How to Approach Injuries: The Good, The Bad, and The Ugly

Here is my simple formula for my athletes when they “get hurt” (feel pain). Obviously, the best approach is to seek a professional but not everyone has the time or money for that when it comes to the smaller or short term aches and pains.

First, “Don’t Train Through Pain”

When pain shows up we need to back off right away. Figure out if it is going to get worse when you cool off, see if it swells, bruises, or just gets better right away.
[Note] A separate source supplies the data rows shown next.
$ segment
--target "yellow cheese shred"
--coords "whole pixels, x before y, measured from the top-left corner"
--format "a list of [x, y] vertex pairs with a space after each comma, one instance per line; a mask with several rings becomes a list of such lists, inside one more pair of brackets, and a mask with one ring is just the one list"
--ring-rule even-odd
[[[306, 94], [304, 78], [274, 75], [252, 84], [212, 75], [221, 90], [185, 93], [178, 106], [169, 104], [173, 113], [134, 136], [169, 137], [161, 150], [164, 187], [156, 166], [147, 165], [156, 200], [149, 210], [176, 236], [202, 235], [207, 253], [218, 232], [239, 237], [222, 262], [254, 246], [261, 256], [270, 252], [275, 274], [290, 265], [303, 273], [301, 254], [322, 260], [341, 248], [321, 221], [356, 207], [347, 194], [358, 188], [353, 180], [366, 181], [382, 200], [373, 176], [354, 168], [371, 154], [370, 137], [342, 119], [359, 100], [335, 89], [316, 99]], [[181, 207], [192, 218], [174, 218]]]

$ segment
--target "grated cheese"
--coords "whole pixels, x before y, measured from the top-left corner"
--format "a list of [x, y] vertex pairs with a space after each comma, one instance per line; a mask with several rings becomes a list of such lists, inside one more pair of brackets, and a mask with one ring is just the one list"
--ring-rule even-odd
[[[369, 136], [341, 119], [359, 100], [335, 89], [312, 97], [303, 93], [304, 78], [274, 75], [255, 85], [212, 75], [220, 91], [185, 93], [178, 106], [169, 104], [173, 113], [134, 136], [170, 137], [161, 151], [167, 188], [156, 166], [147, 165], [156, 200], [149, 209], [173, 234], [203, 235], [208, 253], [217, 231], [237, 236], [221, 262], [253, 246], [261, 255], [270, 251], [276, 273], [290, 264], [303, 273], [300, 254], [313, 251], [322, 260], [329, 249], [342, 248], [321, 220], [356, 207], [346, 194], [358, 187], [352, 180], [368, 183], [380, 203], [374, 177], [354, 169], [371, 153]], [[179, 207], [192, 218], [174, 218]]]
- The Good: “I felt a little pain in my back during that squat, I’m going to go relax for a bit and see how it feels.”

- The Bad. “I felt a little pain in my back during that squat, I’m going to go up in weight and see how it feels.”

-The Ugly: “I felt a little something at 100kg and then went up to 120kg and now it really hurts.”

Second, “Work around the painful area to stay active and stimulate recovery until the pain goes away.”

You don’t need to do nothing. We can always find something to do and many times we can take advantage and work on some weaknesses that we haven’t had time for during a full-time training program.

- The Good: “I’ll work on other things until it feels better.”

- The Bad: “I’ll just train through the pain.”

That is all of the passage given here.